ホームズは確かに一緒に暮らすには難しい男ではなかった。彼は物静かで、習慣も規則正しかった。夜10時以降に起きていることはめったになく、私が朝起きる前には必ず朝食をとって出かけていた。あるときは化学実験室で、またあるときは解剖室で、またあるときはシティの低地まで散歩に出かけた。しかし、時折、その反動が彼を襲い、何日も居間のソファに横たわり、朝から晩までほとんど言葉を発せず、身動きひとつしなかった。このようなとき、私は彼の目が夢を見ているような、虚ろな表情をしているのに気づいた。もし彼の生活全体が節制され、清潔であったなら、私は彼が麻薬の常用者ではないかと疑ったかもしれない。

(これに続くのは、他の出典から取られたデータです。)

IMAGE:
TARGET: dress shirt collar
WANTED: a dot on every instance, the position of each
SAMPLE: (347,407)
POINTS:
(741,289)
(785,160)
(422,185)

数週間が経つにつれて、彼に対する私の関心と、彼の人生における目的に対する好奇心は次第に深まり、高まっていった。彼の人柄と風貌は、何気なく観察している人の目を釘付けにするようなものだった。身長は180センチをやや超えていたが、もっと背が高く見えるほど痩せていた。目は鋭く、先ほど述べたような無気力な時間帯を除けば、鋭い。顎もまた、決断力のある男の特徴である隆々とした角ばった形をしていた。彼の手はいつもインクで滲み、薬品で汚れていたが、彼は並外れた繊細な手つきを持っていた。

この男がどれほど私の好奇心を刺激したかを告白すれば、読者は私をどうしようもない詮索好きと決めつけるかもしれない。しかし、判断を下す前に、私の人生がいかに無目的であったか、私の関心を引くものがいかに少なかったかを思い出してほしい。健康上、よほど天候に恵まれない限り外出することはできなかったし、声をかけてくれる友人もいなかった。このような状況下で、私は同伴者にまつわる小さな謎を熱烈に歓迎し、その謎を解き明かそうと多くの時間を費やした。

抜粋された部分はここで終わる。